By Kate Blackwood for the Cornell Chronicle
Electrons and their behavior pose fascinating questions for quantum physicists, and recent innovations in sources, instruments and facilities allow researchers to potentially access even more of the information encoded in quantum materials.
However, these research innovations are producing unprecedented – and until now, indecipherable – volumes of data.
“The information content in a piece of material can quickly exceed the total information content in the Library of Congress, which is about 20 terabytes,” said Eun-Ah Kim, professor of physics in the College of Arts and Sciences, who is at the forefront of both quantum materials research and harnessing the power of machine learning to analyze data from quantum material experiment.
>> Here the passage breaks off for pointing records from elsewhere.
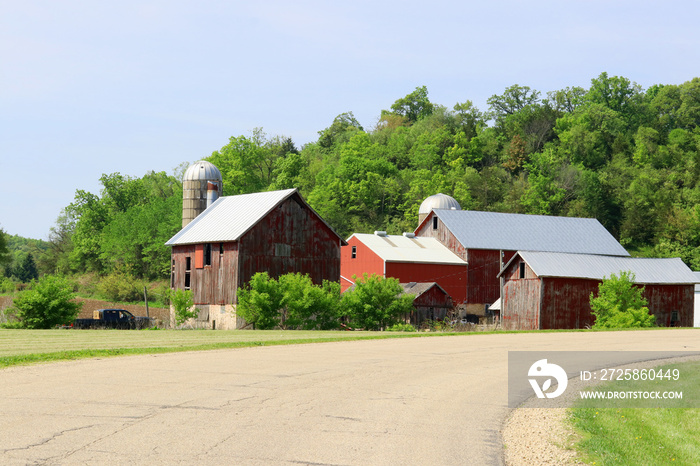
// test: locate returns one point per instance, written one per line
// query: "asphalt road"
(439, 400)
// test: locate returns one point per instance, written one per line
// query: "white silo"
(202, 182)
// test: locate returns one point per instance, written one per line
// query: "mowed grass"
(35, 346)
(631, 436)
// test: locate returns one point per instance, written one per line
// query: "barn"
(431, 302)
(488, 240)
(406, 258)
(544, 290)
(237, 236)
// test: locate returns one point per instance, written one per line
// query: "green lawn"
(649, 436)
(32, 346)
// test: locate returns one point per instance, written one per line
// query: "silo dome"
(201, 185)
(202, 171)
(436, 201)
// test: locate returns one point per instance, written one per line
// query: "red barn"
(552, 290)
(237, 236)
(487, 240)
(406, 258)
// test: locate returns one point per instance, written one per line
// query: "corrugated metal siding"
(452, 278)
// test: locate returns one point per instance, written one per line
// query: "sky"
(97, 87)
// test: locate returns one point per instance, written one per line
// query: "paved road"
(409, 401)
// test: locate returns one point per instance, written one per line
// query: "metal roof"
(514, 232)
(229, 218)
(597, 267)
(438, 201)
(397, 248)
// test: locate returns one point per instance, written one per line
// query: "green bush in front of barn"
(620, 304)
(48, 302)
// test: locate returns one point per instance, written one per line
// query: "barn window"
(283, 250)
(188, 269)
(207, 254)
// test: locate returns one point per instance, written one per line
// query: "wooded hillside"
(627, 156)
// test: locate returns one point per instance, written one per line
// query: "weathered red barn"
(406, 258)
(544, 290)
(488, 240)
(431, 302)
(237, 236)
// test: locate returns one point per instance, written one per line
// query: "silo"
(436, 201)
(199, 178)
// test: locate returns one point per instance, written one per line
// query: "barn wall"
(452, 278)
(664, 299)
(520, 306)
(290, 239)
(365, 261)
(566, 303)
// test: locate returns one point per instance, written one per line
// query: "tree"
(47, 303)
(183, 303)
(620, 304)
(376, 302)
(413, 106)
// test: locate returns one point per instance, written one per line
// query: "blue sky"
(93, 87)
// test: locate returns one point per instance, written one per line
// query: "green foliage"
(401, 327)
(291, 302)
(121, 287)
(620, 304)
(183, 303)
(376, 303)
(47, 303)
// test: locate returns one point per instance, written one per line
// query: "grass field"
(627, 436)
(34, 346)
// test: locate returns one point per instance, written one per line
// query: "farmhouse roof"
(398, 248)
(513, 232)
(596, 267)
(230, 217)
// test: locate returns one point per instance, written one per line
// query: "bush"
(620, 304)
(120, 287)
(49, 302)
(401, 328)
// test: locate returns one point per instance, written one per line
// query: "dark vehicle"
(113, 318)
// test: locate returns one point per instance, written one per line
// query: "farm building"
(237, 236)
(544, 290)
(488, 240)
(431, 302)
(406, 258)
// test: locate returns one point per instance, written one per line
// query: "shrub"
(620, 304)
(121, 287)
(49, 302)
(401, 327)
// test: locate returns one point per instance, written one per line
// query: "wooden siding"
(452, 278)
(365, 261)
(521, 303)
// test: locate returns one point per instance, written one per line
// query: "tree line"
(628, 156)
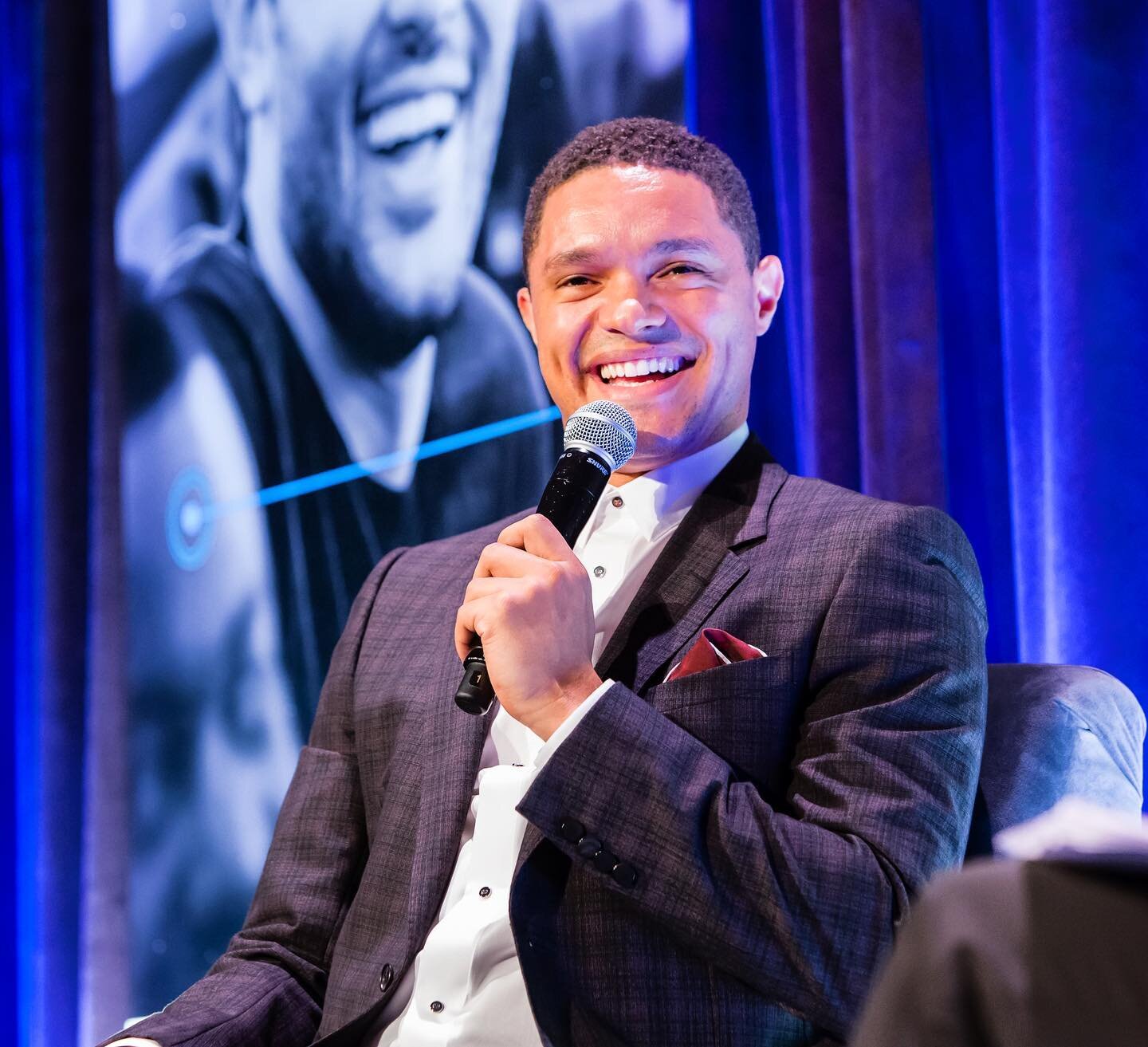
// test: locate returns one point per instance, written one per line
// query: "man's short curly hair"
(649, 143)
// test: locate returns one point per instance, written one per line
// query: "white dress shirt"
(465, 985)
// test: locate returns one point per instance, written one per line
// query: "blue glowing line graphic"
(192, 514)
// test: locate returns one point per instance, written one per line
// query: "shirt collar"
(660, 498)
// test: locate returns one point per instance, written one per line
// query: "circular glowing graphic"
(190, 524)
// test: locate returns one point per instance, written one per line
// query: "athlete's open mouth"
(396, 128)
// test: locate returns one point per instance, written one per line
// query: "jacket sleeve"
(269, 986)
(801, 903)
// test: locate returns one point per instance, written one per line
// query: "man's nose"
(633, 313)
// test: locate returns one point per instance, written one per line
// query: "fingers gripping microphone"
(600, 440)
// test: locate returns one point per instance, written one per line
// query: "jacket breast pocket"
(746, 712)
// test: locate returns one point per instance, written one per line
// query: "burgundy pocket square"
(713, 647)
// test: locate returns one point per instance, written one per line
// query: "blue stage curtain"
(62, 595)
(957, 193)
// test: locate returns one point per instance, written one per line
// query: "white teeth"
(636, 368)
(411, 119)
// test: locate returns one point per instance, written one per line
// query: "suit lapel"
(690, 577)
(451, 754)
(696, 569)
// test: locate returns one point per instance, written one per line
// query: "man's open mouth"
(397, 128)
(634, 372)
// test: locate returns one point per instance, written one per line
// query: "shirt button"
(589, 848)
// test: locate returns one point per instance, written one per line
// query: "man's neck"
(621, 479)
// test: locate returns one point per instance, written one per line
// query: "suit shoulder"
(839, 526)
(809, 504)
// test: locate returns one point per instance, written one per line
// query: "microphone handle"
(576, 486)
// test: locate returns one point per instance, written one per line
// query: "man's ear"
(526, 311)
(769, 281)
(246, 30)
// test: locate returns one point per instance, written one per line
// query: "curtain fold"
(65, 598)
(957, 193)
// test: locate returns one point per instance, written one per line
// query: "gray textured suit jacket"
(779, 812)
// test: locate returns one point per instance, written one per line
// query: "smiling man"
(740, 723)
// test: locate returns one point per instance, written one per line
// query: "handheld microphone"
(600, 440)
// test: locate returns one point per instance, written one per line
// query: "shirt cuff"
(568, 726)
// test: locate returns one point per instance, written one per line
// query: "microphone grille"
(605, 428)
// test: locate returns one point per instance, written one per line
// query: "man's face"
(634, 266)
(388, 115)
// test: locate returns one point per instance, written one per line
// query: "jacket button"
(625, 875)
(589, 846)
(604, 861)
(572, 830)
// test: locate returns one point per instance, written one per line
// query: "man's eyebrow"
(579, 256)
(566, 260)
(684, 245)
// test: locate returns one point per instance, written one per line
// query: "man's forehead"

“The limited capacity of the traditional mode of analysis – largely manual – is quickly becoming the critical bottleneck,” Kim said.
A group led by Kim has successfully used a machine learning technique developed with Cornell computer scientists to analyze massive amounts of data from the quantum metal Cd2Re2O7, settling a debate about this particular material and setting the stage for future machine learning aided insight into new phases of mater.
The paper, “Harnessing Interpretable and Unsupervised Machine Learning to Address Big Data from Modern X-ray Diffraction,” published June 9 in Nature.
Cornell physicists and computer scientists collaborated to build an unsupervised and interpretable machine learning algorithm, XRD Temperature Clustering (X-TEC). The researchers then applied X-TEC to investigate key elements of the pyrochlore oxide metal, Cd2Re2O7.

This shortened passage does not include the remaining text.